For her 100th birthday, this "Rosie the Riveter" wants help funding a monument to women who helped win WWII
What do you get someone who's turning 100 years old? For one local legend in the Philadelphia region, it is help keeping her story — and the story of millions of women like her — alive in the minds of Americans.
Mae Krier of Levittown, Bucks County, is preparing to celebrate her 100th birthday on March 21, which also happens to be National Rosie the Riveter Day.
The date is no coincidence. Krier helped establish the national holiday. She was also the driving force behind securing the Congressional Gold Medal honoring the 18 million women who went to work during World War II.
What was Rosie the Riveter?
Krier didn't know it back then, but Krier and those women would collectively become known as Rosies. They were the women who worked on the home front as riveters, engineers, farmers and more. Now, they're immortalized by that image of a woman in a polka-dotted bandana with the slogan "We can do it."
"It was a man's world. It wasn't a woman's world," Krier said. "Women didn't have much choice in anything. She couldn't get a job. She couldn't go out to work."
The Rosies proved otherwise.
"See the gun she's got there, that's a rivet gun," Krier said, flipping through a book written about her. "I riveted on the wings."
In 1943, at 17 years old, Krier became a riveter for Boeing and built B-17 and B-29 bombers. Now, Krier is preparing to celebrate her 100th birthday by continuing her mission.
"Until I draw my last breath, I'm going to fight for you women and girls," she said. "To make them realize how able they are. And if they have a dream, to follow it."
Krier's story has inspired so many.
"I know we're about 80 years apart, but I do think we're kindred spirits," Raya Kenney said with a smile.
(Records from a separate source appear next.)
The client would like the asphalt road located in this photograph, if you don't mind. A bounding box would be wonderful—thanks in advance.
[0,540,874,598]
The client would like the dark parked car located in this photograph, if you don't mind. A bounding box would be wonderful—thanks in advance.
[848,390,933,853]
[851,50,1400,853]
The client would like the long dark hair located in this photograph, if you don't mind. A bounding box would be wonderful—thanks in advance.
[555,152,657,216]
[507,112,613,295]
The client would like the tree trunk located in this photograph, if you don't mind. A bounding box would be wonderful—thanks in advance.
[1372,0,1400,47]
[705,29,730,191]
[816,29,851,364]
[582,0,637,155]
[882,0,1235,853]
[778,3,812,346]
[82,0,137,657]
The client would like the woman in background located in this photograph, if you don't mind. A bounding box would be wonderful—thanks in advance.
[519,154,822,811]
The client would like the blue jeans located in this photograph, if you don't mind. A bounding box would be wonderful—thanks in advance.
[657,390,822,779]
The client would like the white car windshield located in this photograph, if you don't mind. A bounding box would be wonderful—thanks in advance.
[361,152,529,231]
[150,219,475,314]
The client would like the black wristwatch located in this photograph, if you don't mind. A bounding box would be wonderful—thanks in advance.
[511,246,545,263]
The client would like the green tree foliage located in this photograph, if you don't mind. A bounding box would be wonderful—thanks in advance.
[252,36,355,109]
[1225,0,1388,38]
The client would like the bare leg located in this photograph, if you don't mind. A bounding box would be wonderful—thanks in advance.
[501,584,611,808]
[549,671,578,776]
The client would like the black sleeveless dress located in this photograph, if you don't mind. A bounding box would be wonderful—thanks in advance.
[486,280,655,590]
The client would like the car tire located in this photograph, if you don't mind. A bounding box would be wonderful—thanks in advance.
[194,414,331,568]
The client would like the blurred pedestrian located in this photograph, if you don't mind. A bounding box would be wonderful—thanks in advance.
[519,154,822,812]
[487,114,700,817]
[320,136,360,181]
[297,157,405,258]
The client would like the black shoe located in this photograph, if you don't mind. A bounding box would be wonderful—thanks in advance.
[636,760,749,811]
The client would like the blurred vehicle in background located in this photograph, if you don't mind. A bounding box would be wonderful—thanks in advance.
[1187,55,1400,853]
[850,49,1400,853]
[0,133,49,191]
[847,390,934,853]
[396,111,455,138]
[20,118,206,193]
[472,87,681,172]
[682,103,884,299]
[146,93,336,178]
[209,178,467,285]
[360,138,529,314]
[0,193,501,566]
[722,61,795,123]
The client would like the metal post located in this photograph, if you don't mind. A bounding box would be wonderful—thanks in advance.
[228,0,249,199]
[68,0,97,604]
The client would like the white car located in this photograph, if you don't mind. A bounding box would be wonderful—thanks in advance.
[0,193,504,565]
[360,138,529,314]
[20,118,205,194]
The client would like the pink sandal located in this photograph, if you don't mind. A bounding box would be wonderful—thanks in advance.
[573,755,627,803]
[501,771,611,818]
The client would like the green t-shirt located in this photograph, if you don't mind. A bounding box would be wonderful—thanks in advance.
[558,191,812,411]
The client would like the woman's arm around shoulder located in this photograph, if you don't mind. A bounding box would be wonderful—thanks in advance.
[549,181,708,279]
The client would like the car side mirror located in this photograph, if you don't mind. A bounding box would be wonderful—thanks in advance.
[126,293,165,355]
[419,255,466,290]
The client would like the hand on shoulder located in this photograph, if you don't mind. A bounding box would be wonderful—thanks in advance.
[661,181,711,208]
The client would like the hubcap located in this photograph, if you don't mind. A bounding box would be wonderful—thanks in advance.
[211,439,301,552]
A Rosies monument is in the works in Washington, D.C.
Kenney is now working to honor Krier and all the Rosies with a monument in Washington, D.C. It's an idea she first brought to life as a school project in fifth grade, after learning about all the different roles women filled during the war.
"Their spark just ignites me," Kenney said. "There's a passion and intensity that comes with these women. And I think as a young woman, that's very important to see."
Kenney, now 24 years old, has been working on the project ever since. The monument has been approved in Washington, but a site still needs to be selected, and whatever's built will need to be funded through private donations.
Krier hopes that people will wish her well on her birthday this year, not with a present, but through a donation to the foundation raising money for the monument.
Meantime, looking back on her life, Krier says the journey — and the people like Kenney she meets along the way — mean just as much as all the accomplishments.
She says time has been a gift.
"That's a God-given gift. You can't buy that," Krier said. "I always say someone up there likes me."